Wednesday, 9 August 2017

Tim Weaver - I Am Missing


Rating: 2/5

Review:
Too long and a bit silly

I'm afraid I didn't get on nearly as well with I Am Missing as a lot of other reviewers.

The set-up is excellent: David Raker, a specialist in missing persons, is contacted by a man with amnesia to try to find out who he is. It's an intriguing premise and I thought the opening of the book was very good. The story is narrated by Raker and I liked his voice, too, so the whole thing was promising. However, this didn't last. Raker is no fan of concision, so we get an awful lot of it-might-be-this or perhaps-it's-that which doesn’t add up to a lot, plus a great deal of over descriptive scene-setting and it gets pretty wearing. Later, too, Weaver begins to resort increasingly to clichés like "Slowly, this was heading somewhere. *Somewhere bad.*" I wholeheartedly agreed with "slowly," but really, "Somewhere bad," as an italicised sentence? It's pretty cheesy, as is the rather sentimental ending. Weaver can write well, so it's a shame to mar decent prose with this sort of stuff.

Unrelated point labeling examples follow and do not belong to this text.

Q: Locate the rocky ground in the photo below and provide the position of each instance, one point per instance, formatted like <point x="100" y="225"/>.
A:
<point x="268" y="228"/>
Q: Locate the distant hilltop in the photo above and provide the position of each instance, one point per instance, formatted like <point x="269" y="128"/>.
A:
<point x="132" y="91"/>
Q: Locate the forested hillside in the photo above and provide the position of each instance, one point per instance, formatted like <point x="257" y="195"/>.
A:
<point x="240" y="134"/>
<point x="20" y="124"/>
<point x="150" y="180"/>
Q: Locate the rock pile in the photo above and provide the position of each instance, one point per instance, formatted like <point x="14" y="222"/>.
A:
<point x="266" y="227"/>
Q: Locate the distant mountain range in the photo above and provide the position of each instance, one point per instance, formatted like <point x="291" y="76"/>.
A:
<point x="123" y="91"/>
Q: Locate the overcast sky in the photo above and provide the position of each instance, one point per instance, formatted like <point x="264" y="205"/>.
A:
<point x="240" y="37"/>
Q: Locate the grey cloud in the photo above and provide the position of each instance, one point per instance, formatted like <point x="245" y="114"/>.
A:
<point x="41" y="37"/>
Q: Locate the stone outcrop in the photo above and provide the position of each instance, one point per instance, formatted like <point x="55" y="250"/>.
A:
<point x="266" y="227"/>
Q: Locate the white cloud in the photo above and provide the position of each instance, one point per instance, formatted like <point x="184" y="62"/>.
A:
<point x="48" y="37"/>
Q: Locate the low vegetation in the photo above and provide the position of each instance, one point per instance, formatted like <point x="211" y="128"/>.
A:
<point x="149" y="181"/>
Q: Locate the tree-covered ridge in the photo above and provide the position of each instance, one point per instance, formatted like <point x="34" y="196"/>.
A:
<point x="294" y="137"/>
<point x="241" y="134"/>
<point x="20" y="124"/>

The other problem is the plot holes and absurdities, like the frankly incomprehensible failure to go to the police with vital evidence when the resulting police work would help Raker hugely. Twice (!) he deliberately puts himself alone in inescapable places which he knows are controlled by those who wish him dead. A succession of slightly implausible villains are going to kill him, but carefully explain to him everything they have done, including their motivations, before…I wouldn't dream of including spoilers, and I'm sure you can't guess. And so on and so on. I did finish the book, but 540-odd pages of this was an awful lot it was a bit of a chore and I did get very fed up with it.

This might make an OK, brain-off beach read but as a plausible, enjoyable thriller I can only give it a very lukewarm recommendation.